Kuşların ötüşü, doğadaki en hoş seslerden biridir. Kuşlar öterken aslında birbirleriyle haberleşirler. Bir yuva kurmak isteyen her erkek kuş, yüksekçe bir yere çıkar. Öterek ve kanatlarını çırparak rakiplerine karşı kendi bölgesinin istiklâliyetini ilân eder. Elbette kuşların ötüşü, neşenin sade bir ifadesidir. Fakat çoğu zaman bu sesler, iletişim çabalarıdır.
Vahşi kuşlar geceleri göç ederlerken çığlık atar. Bu çığlıklar kuşları bir arada tutar ve kaybolanlann yuvaya geri dönmesini sağlar. Ayrıca Baykuş veya karga gibi ötücü kuşlar, vahşî hayattan bir tehlike ile karşılaşıldığında değişik bir ses çıkararak yardım isterler ve sürü halinde düşmanın üzerine saldırırlar.

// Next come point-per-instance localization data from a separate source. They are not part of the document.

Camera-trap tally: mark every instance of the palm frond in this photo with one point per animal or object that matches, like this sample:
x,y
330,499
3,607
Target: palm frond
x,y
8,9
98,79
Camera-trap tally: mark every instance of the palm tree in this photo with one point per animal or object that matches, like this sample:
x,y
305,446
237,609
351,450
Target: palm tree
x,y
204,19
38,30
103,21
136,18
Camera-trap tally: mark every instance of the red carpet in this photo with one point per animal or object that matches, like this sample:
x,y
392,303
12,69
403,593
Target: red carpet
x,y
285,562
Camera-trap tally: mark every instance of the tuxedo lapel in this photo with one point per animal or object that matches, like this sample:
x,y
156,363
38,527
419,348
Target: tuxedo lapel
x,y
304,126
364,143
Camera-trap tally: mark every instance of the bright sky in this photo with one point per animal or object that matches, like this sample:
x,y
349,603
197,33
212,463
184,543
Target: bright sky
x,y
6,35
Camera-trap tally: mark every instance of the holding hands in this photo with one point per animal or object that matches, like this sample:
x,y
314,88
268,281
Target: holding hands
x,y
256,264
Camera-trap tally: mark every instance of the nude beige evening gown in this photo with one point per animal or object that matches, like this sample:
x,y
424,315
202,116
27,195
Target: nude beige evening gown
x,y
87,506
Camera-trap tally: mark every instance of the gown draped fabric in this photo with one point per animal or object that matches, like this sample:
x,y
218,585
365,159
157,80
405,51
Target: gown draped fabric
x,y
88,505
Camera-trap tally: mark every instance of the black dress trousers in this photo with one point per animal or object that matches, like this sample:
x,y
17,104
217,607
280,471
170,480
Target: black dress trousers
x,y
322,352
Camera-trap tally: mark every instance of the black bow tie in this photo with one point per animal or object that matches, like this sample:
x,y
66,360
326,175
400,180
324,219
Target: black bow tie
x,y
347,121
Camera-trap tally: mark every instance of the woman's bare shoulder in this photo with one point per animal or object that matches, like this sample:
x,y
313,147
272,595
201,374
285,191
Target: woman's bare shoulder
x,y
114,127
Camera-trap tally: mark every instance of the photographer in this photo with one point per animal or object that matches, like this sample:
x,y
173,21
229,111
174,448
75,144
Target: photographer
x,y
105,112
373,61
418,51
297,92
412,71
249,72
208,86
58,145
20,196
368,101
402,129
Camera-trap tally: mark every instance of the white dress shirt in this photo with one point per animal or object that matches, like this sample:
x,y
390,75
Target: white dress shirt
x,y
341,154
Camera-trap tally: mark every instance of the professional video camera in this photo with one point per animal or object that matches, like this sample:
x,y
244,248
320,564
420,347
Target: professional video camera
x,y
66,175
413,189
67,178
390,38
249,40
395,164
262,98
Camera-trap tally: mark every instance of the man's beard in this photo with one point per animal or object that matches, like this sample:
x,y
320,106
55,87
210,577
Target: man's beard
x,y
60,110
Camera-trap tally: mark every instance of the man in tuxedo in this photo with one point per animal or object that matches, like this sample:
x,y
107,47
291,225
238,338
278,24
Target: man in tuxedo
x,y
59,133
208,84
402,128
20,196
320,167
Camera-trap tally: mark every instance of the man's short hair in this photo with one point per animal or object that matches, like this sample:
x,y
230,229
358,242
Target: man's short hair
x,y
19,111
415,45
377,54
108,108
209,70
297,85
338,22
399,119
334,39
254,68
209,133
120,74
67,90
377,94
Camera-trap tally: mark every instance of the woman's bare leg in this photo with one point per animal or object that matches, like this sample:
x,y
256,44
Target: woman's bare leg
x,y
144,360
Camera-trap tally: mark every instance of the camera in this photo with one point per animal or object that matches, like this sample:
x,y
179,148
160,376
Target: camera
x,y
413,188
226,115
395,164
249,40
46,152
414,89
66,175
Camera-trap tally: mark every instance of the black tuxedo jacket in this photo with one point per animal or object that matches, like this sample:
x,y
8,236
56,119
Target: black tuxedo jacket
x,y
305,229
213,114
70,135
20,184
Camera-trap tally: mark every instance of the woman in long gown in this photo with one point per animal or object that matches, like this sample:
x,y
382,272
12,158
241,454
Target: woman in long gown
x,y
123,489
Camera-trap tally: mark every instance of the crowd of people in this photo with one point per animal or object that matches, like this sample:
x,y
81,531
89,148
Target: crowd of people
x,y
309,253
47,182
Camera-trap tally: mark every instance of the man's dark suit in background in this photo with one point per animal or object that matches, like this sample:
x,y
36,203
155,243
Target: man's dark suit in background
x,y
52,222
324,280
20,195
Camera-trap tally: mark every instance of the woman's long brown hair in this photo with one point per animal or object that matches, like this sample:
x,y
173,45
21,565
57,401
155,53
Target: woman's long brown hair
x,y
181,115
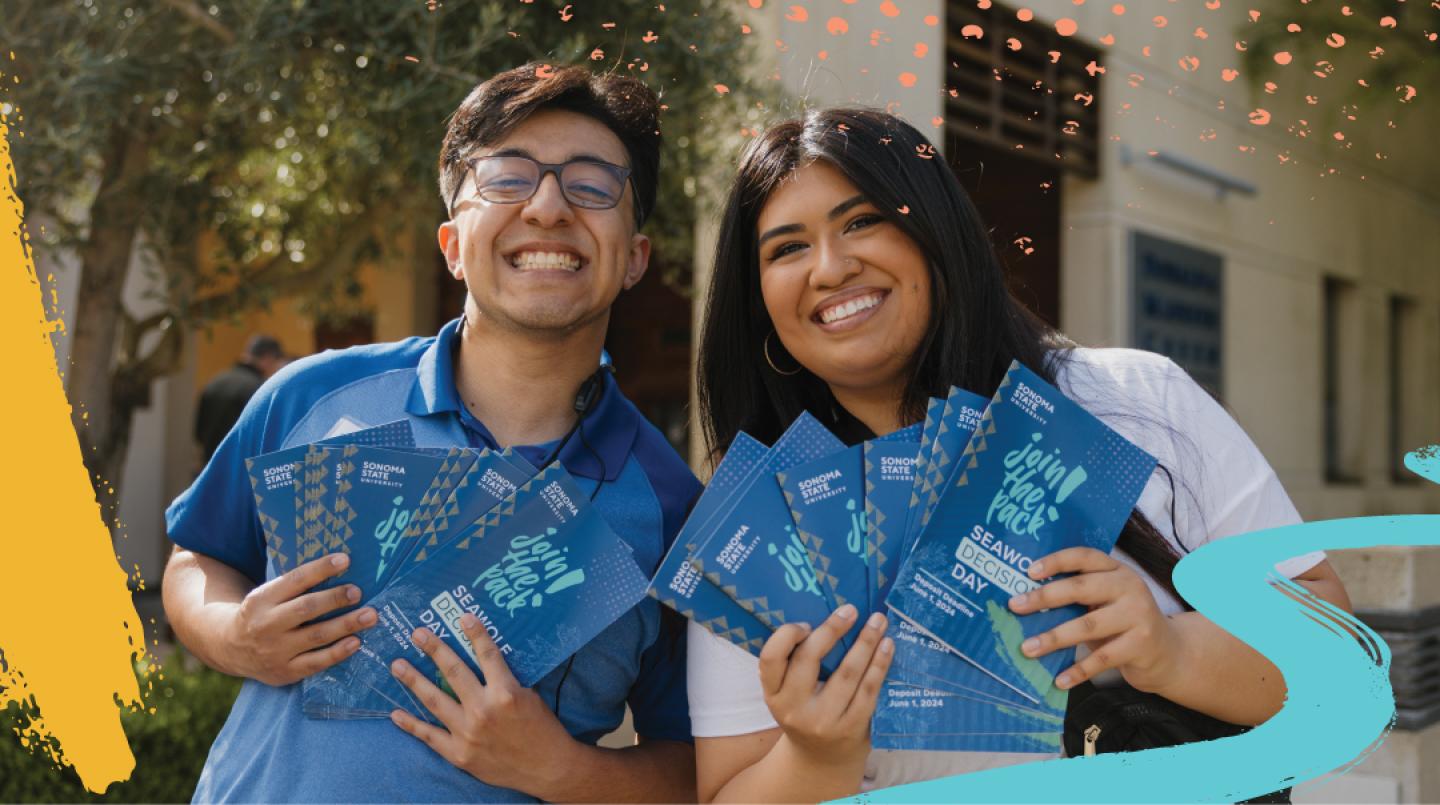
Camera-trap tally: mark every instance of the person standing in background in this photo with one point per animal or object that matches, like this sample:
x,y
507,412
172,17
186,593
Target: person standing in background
x,y
225,396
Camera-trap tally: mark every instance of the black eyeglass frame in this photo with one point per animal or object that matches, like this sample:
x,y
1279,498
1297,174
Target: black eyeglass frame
x,y
546,169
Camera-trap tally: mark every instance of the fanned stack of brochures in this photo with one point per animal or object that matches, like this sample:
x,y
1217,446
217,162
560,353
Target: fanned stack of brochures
x,y
434,533
935,524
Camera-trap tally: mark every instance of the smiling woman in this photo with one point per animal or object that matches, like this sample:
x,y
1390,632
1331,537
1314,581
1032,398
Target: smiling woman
x,y
847,245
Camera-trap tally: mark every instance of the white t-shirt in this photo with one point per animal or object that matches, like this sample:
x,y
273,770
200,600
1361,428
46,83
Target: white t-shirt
x,y
1223,487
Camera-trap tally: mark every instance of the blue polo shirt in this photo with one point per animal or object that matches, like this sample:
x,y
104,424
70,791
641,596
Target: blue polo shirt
x,y
268,749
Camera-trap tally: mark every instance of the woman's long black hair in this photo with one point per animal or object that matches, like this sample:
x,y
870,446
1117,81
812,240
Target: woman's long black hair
x,y
977,327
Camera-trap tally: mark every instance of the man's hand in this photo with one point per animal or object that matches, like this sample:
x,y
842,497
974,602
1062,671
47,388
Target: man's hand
x,y
497,730
274,637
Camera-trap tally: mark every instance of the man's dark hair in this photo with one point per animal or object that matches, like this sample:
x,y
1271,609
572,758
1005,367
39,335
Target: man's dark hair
x,y
494,108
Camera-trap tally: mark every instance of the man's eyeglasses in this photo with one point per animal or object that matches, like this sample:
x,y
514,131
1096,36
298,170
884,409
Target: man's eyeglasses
x,y
511,180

Bu sesi duyan her türdeki ötücü kuş, derhal hâdise yerine, yardıma koşar. Kuşlar ötmeyi sonradan öğrenmez, bu doğuştan gelen bir içgüdüdür. Bu, kuşların ötmeyi öğrenemeyecekleri anlamına gelmez. Aslında bazı kuşlar diğer kuşların ötüş şekillerini öğrenebilir.

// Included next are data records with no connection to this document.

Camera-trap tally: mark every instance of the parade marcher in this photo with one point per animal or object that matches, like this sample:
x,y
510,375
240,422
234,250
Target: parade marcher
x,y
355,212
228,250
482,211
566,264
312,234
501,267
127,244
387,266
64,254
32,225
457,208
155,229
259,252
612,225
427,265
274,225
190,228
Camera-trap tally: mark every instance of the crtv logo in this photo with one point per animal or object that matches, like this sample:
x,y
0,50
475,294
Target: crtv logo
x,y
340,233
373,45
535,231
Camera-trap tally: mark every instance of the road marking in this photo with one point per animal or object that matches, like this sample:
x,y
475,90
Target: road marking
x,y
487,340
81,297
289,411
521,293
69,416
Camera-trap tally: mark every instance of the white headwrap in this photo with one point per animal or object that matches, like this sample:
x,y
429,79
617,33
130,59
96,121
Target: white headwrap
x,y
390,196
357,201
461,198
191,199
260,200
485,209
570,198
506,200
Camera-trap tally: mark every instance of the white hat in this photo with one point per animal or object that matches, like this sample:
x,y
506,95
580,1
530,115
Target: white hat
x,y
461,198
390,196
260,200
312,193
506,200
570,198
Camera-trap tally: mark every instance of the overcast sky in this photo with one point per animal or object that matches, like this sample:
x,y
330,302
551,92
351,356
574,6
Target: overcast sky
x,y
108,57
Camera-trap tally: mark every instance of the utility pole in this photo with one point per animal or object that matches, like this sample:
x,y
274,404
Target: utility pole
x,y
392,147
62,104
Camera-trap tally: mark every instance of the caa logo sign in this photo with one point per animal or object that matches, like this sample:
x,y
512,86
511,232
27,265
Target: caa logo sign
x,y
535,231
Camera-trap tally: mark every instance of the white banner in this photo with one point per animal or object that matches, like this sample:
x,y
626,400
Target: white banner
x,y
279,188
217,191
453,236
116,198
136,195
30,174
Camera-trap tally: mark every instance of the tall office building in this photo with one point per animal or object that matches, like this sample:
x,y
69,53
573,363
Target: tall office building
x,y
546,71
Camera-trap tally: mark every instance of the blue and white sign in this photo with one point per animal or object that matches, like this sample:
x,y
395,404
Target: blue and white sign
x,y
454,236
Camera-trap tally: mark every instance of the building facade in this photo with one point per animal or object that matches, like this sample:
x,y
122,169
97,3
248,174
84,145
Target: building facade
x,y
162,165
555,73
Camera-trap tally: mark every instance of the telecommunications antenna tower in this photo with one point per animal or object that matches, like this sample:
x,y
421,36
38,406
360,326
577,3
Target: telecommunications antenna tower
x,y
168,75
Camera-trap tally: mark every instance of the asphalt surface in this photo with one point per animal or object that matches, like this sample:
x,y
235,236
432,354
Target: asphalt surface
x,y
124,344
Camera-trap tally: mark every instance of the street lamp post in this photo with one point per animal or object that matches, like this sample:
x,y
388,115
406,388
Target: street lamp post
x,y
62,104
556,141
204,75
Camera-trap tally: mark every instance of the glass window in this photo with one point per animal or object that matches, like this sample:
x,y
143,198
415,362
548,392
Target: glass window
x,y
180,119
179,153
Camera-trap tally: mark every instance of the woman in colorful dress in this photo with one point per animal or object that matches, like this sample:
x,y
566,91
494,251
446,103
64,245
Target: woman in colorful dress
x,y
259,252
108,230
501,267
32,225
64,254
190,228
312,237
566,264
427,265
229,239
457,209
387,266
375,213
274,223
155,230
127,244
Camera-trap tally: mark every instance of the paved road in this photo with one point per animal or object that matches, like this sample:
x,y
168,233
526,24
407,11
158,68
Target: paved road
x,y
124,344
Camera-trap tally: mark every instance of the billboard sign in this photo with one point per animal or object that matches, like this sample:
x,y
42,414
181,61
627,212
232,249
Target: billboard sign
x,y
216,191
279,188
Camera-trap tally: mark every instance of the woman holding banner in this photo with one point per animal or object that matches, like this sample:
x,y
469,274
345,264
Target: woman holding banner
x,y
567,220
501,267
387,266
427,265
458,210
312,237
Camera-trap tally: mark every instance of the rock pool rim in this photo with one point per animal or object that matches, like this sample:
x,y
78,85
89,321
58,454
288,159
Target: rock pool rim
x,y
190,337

Eğer bir kanarya bir bülbülle bir arada büyümüşse, bülbülün ötüşünü güzel bir şekilde taklit edebilir. Hepimiz, bir papağanın duyduğu sesleri nasıl taklit ettiğini biliriz. Kuşlar birçok değişik sebepten dolayı öter; kur yapmak, tehlikeyi haber vermek,yuvanın sınırlarını ilân etmek veya sadece “Ben varım” demek için. Diğer hayvanlar da hemen hemen aynı sebepler için sesler çıkarır. Her ne kadar bunların sesleri kuşlarınki gibi, müzik zevkimize uymasa da, kendi aralarındaki haberleşmenin temel vasıtasıdır.